Randomized clinical trials are ongoing on the question of early vs later anticoagulation, with clinical events as the main outcome. But Sharobeam says radiologic findings should also be considered.
“These are interesting findings that clinicians can take into account when making the decision on when to start anticoagulation. Although the sample size in this study is small, it gives some confidence to start anticoagulation earlier regardless of infarct volume,” he commented.
However, he cautioned that in the study, few patients had large infarcts, so there is still some uncertainty regarding that group.
Commenting on the ATTUNE study for theheart.org | Medscape Cardiology is Stefan Kiechl, MD, Medical University of Innsbruck, Innsbruck, Austria, co-chair of the World Stroke Congress scientific committee.

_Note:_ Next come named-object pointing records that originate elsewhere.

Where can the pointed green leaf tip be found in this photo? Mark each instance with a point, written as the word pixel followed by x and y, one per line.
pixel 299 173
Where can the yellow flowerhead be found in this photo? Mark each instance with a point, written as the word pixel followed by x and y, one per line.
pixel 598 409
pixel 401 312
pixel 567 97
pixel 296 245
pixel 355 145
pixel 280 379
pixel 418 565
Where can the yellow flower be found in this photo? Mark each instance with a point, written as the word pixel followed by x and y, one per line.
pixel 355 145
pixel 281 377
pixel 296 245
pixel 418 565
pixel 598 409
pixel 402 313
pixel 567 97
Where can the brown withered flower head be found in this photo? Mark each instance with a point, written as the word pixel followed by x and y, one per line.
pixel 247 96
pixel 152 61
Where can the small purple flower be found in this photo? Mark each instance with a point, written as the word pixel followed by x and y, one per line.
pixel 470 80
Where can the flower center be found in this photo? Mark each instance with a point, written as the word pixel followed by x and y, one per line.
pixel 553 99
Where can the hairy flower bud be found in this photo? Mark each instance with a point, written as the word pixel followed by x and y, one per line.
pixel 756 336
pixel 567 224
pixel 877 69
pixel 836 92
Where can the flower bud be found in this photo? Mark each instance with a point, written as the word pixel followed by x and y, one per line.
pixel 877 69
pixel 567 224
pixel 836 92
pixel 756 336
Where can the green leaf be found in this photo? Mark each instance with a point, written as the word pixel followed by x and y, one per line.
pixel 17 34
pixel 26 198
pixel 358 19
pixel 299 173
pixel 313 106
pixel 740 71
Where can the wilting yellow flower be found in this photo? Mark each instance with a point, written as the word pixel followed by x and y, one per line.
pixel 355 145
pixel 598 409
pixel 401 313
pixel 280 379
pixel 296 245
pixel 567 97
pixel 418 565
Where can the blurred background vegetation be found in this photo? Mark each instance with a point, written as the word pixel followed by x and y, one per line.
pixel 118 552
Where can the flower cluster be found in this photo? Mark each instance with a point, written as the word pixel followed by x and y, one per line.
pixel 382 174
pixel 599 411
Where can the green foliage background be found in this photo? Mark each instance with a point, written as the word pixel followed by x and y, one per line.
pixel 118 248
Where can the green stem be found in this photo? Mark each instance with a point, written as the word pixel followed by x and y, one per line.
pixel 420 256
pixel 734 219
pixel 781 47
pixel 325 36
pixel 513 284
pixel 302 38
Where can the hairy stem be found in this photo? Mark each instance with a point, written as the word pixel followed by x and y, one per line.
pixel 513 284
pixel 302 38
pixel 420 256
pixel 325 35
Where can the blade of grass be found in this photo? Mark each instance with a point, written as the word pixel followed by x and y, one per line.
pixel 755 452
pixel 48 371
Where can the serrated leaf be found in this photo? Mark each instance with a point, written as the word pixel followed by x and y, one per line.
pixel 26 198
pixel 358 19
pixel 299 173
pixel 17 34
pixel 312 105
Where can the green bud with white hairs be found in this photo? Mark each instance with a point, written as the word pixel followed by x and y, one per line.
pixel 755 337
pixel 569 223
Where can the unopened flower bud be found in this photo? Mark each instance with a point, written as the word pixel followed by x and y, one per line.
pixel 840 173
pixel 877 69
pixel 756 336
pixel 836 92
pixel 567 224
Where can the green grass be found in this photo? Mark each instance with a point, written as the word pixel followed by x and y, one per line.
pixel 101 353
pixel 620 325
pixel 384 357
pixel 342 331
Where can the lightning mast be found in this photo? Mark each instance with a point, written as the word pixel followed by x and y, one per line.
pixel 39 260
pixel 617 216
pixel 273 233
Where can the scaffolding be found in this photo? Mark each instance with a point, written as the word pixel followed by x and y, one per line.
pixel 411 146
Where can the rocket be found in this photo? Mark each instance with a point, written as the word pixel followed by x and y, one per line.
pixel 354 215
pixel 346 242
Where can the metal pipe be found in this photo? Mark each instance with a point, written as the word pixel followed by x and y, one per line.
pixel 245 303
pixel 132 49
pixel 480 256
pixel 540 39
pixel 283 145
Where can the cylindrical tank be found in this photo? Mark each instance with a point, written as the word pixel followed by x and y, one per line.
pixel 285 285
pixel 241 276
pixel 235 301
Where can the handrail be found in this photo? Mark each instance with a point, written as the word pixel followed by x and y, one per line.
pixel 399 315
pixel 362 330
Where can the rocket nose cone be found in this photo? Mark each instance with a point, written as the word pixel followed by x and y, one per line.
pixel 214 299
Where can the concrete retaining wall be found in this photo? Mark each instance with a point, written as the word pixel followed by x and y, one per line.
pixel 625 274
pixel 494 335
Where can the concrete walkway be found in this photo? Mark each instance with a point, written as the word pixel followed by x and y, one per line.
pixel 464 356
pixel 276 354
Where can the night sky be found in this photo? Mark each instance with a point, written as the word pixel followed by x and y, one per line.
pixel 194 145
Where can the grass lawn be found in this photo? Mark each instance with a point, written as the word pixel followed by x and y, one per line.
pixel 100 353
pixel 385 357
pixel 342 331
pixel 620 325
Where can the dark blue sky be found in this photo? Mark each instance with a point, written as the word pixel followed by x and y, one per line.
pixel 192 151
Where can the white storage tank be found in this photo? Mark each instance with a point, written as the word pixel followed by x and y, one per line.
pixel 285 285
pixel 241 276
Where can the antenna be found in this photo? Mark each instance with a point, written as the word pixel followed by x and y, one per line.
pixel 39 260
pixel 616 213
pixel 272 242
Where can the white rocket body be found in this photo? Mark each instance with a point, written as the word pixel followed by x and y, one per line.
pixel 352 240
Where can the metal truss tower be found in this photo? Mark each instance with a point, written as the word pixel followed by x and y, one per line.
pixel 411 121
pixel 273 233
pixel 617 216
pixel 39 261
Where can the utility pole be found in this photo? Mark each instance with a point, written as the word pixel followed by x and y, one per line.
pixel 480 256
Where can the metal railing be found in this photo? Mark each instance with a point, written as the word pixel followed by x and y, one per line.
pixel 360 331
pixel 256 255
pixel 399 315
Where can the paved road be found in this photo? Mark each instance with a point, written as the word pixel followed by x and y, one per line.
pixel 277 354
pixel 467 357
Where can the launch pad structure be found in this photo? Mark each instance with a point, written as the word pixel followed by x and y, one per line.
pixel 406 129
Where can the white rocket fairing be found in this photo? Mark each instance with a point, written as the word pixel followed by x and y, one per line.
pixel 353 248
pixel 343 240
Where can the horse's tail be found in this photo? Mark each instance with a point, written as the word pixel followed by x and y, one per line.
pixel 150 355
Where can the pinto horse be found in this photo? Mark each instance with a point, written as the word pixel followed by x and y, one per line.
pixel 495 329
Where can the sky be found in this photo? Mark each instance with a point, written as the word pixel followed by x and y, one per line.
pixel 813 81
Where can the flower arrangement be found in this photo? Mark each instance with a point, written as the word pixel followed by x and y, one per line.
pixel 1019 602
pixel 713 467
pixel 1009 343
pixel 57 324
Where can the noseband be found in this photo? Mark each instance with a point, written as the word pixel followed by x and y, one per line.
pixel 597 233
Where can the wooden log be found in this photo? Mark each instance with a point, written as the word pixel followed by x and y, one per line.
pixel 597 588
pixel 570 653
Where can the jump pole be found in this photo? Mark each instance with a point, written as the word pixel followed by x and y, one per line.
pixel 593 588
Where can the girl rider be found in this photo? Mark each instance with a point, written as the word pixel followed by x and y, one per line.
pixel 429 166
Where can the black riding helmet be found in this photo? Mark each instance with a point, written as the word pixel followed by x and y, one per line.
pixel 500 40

“This registry suggests that early start of anticoagulation after stroke results in lower recurrent stroke risk without elevation of intracerebral bleedings,” Kiechl said. “A limitation of this study was that most patients included had minor strokes. A definitive conclusion can only be settled by randomized controlled trials, which are due to be completed in 2023 and 2024.”
The ATTUNE study was funded by Bayer, but the company had no role in the design or analysis. Sharobeam has disclosed no relevant financial relationships.
14th World Stroke Congress (WSC) 2022: Presented October 29, 2022.